Die Wahlkampfführung muss in einem solchen Fall die eigenen Anhänger und potentiellen Wähler immunisieren.

Das ist keine graue Theorie. Ich habe eine solche Gegenstrategie als Verantwortlicher für den Wahlkampf der SPD im Jahr 1972 und auch später als Berater für Wahlkämpfe auf Bundes- und Landesebene mit anderen zusammen und mit Erfolg praktiziert.

Die Wahlkampfführung der Linkspartei hat diesen Bedarf offenbar nicht begriffen. In den Pressemitteilungen der Parteiführung und Geschäftsführung der Linkspartei aus den letzten vier Wochen kommt kein einziges Mal auch nur der Versuch vor, die Medienbarriere und die Kampagnen der Gegenseite zu einem Thema zu machen. Offenbar sind sich die Verantwortlichen zu schade dafür.
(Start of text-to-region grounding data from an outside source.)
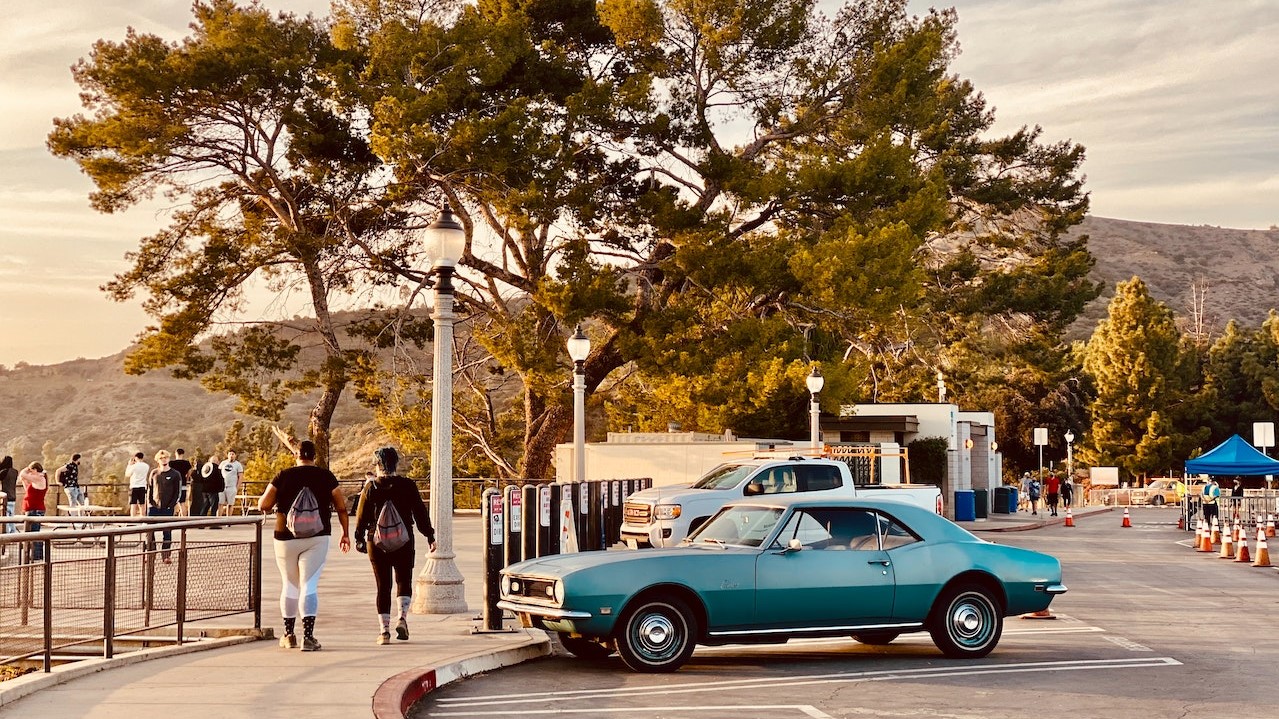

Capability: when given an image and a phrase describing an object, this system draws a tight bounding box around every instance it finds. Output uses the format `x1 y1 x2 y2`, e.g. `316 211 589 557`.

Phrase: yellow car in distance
1133 479 1195 506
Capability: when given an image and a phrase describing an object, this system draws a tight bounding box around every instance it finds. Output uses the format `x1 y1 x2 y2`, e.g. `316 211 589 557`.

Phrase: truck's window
691 464 755 490
796 465 843 492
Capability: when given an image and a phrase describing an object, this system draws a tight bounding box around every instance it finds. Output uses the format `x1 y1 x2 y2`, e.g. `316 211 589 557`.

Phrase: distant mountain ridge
5 215 1275 477
1074 216 1279 337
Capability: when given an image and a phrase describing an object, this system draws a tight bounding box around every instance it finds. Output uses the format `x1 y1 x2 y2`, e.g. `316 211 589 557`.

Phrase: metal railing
0 515 264 673
1182 494 1279 532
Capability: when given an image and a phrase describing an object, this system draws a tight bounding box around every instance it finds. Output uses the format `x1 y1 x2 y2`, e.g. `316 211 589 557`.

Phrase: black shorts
178 489 188 502
130 487 147 505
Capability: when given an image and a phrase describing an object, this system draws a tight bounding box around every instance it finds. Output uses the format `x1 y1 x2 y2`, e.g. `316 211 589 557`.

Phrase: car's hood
626 486 724 505
504 545 750 578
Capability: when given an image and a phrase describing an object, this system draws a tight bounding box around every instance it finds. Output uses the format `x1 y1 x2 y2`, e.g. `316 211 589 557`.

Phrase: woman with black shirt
257 440 350 651
355 446 435 645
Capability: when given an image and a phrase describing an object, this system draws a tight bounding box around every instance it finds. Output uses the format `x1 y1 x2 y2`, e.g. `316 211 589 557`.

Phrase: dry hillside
1073 216 1279 338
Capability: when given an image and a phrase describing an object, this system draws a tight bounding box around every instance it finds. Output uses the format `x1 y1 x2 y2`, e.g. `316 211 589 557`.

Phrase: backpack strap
354 479 373 539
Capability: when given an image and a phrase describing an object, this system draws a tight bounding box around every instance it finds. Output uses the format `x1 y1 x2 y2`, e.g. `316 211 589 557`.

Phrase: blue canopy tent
1184 434 1279 476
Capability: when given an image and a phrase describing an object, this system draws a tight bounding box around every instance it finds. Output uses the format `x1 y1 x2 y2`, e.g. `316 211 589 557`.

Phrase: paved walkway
0 504 1115 718
0 515 548 719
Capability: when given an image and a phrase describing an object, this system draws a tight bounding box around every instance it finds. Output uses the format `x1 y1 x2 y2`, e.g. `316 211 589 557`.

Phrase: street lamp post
567 325 591 483
413 205 468 615
1064 430 1075 479
806 366 824 450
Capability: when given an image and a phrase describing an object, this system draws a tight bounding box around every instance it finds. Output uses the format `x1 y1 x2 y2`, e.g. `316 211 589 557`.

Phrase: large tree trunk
303 256 347 468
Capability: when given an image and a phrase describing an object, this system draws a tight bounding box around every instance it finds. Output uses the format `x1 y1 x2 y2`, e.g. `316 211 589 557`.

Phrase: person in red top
19 462 49 561
1045 471 1062 517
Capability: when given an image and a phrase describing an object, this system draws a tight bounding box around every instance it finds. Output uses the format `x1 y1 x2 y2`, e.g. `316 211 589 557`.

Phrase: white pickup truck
620 457 944 548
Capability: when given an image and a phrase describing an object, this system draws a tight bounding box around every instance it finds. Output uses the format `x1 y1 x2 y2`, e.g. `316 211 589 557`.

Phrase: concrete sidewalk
0 515 549 719
956 503 1115 533
0 505 1112 719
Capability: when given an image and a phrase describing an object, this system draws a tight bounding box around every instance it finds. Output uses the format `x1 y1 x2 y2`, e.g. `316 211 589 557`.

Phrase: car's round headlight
507 579 520 595
552 579 564 605
655 504 682 520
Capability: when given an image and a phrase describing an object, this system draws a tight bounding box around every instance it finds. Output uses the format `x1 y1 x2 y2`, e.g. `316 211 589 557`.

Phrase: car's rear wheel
852 631 900 645
615 596 697 673
928 583 1002 659
1151 495 1166 506
558 633 614 661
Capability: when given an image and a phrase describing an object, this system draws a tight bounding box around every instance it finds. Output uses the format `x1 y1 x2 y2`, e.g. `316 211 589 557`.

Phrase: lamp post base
412 551 469 615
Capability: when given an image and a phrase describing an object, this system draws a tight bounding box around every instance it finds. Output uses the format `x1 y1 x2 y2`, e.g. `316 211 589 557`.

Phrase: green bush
908 437 949 486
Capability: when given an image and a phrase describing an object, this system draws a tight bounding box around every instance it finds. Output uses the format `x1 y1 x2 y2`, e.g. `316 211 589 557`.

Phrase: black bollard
609 480 622 545
480 488 505 631
588 480 603 551
576 480 591 550
503 484 523 567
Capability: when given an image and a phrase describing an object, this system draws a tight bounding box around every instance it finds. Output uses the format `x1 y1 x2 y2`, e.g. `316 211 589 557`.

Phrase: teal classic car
498 496 1066 672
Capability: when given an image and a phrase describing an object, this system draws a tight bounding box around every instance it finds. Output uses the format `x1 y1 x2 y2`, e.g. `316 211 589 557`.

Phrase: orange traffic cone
1267 515 1275 538
1219 523 1234 558
1064 509 1075 527
1196 519 1212 552
1021 607 1057 620
1177 512 1185 530
1253 528 1271 568
1122 508 1132 528
1211 517 1221 545
1235 530 1251 563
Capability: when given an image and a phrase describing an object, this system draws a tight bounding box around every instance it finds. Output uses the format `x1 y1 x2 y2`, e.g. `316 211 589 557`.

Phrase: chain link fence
0 515 263 674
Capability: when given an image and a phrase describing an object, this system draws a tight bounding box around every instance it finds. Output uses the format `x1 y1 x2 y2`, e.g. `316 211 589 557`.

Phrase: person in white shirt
220 450 245 515
126 452 150 517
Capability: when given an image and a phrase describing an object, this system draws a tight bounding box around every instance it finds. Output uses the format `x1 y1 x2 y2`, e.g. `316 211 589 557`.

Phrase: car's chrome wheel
1151 495 1166 506
558 633 614 661
929 584 1002 659
615 597 697 673
852 631 900 645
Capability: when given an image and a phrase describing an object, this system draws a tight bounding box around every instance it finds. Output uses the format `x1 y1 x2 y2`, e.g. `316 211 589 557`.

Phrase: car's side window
876 513 920 550
796 465 843 492
776 508 880 551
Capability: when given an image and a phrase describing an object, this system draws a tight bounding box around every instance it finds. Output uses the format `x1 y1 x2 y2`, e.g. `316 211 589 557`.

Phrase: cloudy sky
0 0 1276 367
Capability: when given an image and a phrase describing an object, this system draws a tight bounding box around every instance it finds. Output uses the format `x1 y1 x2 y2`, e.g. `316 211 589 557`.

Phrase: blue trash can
953 490 976 522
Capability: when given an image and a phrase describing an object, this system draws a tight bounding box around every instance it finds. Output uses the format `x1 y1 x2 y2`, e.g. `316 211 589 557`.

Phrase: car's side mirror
744 482 763 496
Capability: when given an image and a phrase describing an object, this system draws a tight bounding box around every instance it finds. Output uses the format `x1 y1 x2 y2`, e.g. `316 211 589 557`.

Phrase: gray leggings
273 535 330 618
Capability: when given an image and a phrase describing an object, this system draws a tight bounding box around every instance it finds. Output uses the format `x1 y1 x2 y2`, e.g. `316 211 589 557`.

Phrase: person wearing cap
353 446 435 645
257 440 350 652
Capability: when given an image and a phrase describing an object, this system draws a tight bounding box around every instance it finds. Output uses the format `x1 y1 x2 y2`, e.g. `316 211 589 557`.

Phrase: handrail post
104 534 116 659
144 529 155 627
176 528 187 644
42 548 52 672
252 519 262 631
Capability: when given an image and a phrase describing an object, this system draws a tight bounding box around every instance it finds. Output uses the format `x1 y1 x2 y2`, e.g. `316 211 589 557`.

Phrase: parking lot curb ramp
371 627 551 719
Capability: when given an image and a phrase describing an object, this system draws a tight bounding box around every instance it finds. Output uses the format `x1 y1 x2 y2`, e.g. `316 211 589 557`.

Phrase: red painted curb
371 636 550 719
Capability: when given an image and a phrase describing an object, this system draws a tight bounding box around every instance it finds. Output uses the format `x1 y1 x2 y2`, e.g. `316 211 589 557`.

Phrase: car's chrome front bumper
496 599 593 620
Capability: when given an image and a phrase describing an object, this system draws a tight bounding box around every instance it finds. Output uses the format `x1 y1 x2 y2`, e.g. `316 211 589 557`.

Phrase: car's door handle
867 559 890 566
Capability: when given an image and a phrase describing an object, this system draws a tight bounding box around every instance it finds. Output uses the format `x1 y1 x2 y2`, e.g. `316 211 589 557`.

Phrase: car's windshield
691 464 756 490
687 505 784 547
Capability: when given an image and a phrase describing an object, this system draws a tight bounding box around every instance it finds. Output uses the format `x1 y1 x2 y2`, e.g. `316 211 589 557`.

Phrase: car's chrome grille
507 575 556 602
624 502 651 524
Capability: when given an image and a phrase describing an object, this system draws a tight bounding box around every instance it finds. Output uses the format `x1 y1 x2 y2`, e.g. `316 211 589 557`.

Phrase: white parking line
428 705 835 717
431 657 1182 713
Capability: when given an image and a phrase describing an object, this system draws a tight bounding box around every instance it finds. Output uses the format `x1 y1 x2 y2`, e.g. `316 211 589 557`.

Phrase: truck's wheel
928 583 1003 659
615 597 697 673
558 633 614 661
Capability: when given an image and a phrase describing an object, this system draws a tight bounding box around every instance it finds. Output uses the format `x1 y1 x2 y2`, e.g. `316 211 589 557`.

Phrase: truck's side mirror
745 482 763 496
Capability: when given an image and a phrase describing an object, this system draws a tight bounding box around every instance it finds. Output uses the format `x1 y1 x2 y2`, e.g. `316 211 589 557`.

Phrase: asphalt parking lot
414 508 1279 719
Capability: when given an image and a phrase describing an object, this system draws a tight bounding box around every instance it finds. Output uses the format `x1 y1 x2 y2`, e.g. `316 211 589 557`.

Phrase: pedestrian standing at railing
220 450 244 516
198 454 223 517
0 456 17 534
56 454 84 507
147 450 182 564
170 449 193 517
126 452 149 517
19 462 48 561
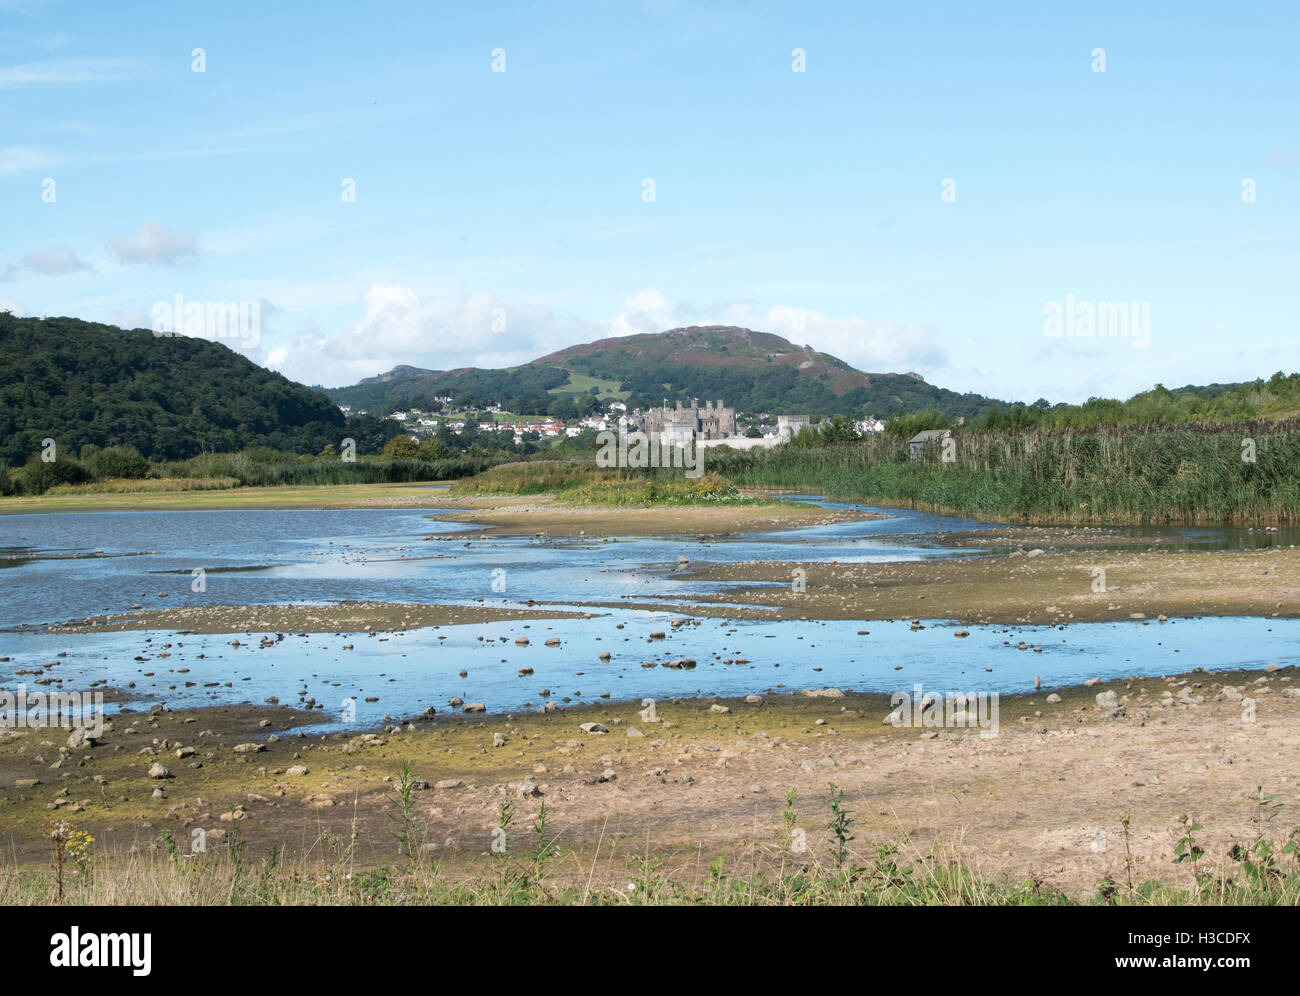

Auch deshalb wird die Linkspartei unter ihren Möglichkeiten bleiben.

Bei der SPD kann man übrigens ähnliches beobachten. Sie hat auch keinerlei Biss entwickelt, um mit den Kampagnen von Schwarz und Gelb offensiv umzugehen. Sie ist nur aggressiv gegen Die Linke. Das könnte ihr Wählerpotenzial in dieser Richtung etwas erweitern, das Wählerpotenzial der linken Hälfte wird aber über eine solche Taktik nicht erweitert sondern verengt.